The Radical Center
Ron Paul's press conference today has been taking a beating in the Hit & Run comment threads, mostly from people who can't see the point in appearing with non-libertarians like Ralph Nader, Cynthia McKinney, and Chuck Baldwin. I'm more impressed that Paul managed to get two of the most prominent left-wing figures in the country to declare that "there should be no increase in the national debt" and to attack the Fed's "arbitrary power to create money and credit out of thin air behind closed doors for the benefit of commercial interests." (Though I suppose they might still favor the power to create money and credit out of thin air if it's not done behind closed doors or for the benefit of commercial interests.)
More important, I appreciate the small-pieces-lightly-joined nature of the lineup, especially when you focus not on the figures who took the stage but on their jumbled bands of supporters, a collection of dissatisfied outsiders who aren't necessarily committed to a particular political outlook but are searching for an alternative to the status quo, mixing and matching all sorts of ideas in the process. I saw a similar potpourri when I covered the fractious Reform Party a decade ago, but because this loose coalition formed around Ron Paul rather than Ross Perot, its inclinations are much more libertarian.

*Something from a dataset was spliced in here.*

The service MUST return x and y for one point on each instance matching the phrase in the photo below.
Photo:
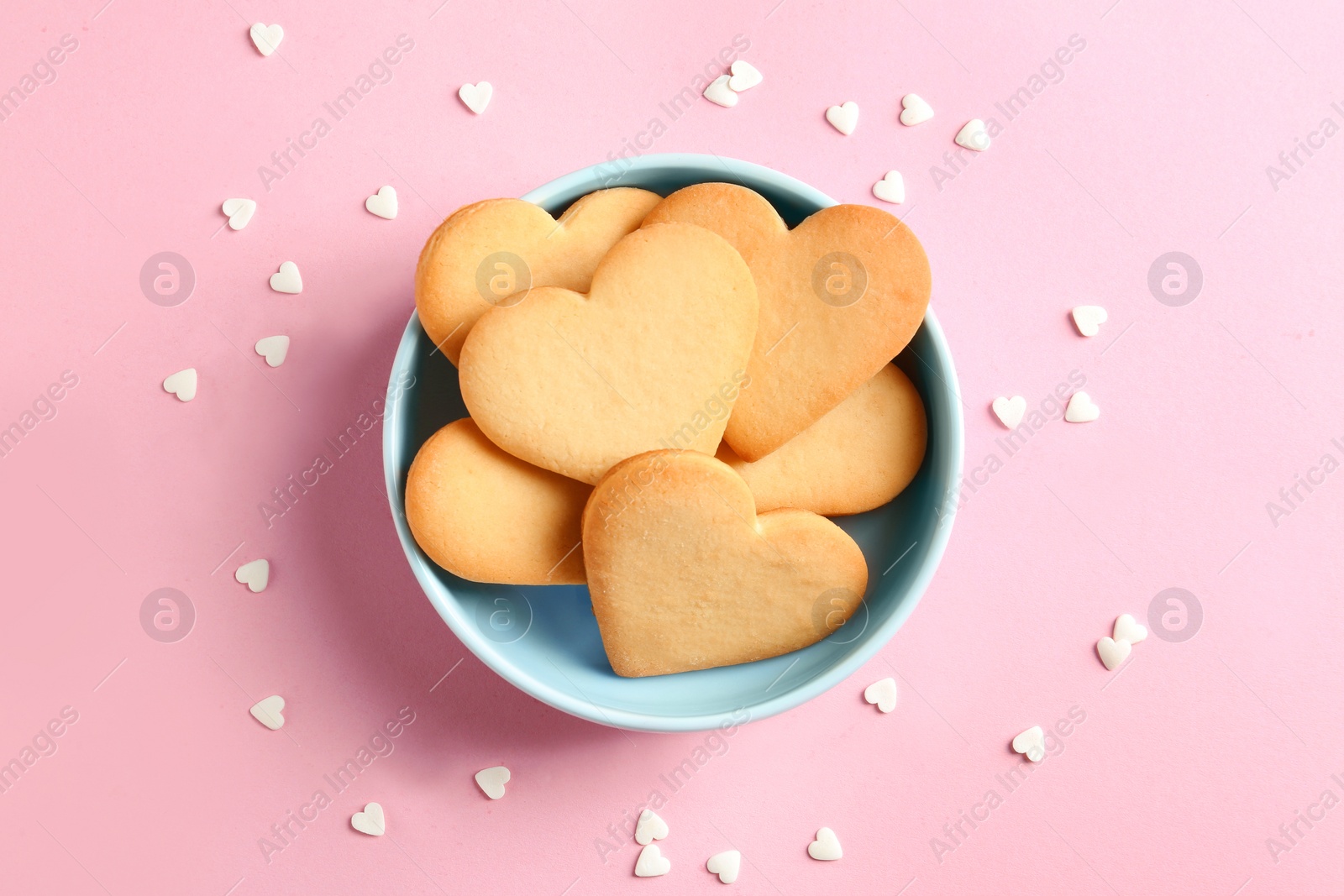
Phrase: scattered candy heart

Anthony Gregory reacts enthusiastically to the occasion:
I've dreamed of this: The good leftists and good rightists all agreeing on gutting the empire, dismantling the national security state and ratcheting back the profligate corporatism. Anti-Fed and anti-war, a wonderful, cross-spectrum, short-term American populist program that would do away with the worst of the national leviathan.
And how wonderful that Ron Paul is in the middle, the true moderate.
I doubt anything concrete will come out of this press conference (other than the damage to Bob Barr among what ought to be his strongest supporters). But the event reflects something interesting and valuable that's happening out there in the ideological long tail, a collection of conversations that cross the ordinary political lines. In essence, two leftists and a paleocon just held a press conference to say, "We're listening to the libertarian." They did this because actual leftists and actual paleocons are listening to libertarians. And even third-party candidates—or some of them, anyway—have sharp enough political instincts to respond to their constituencies.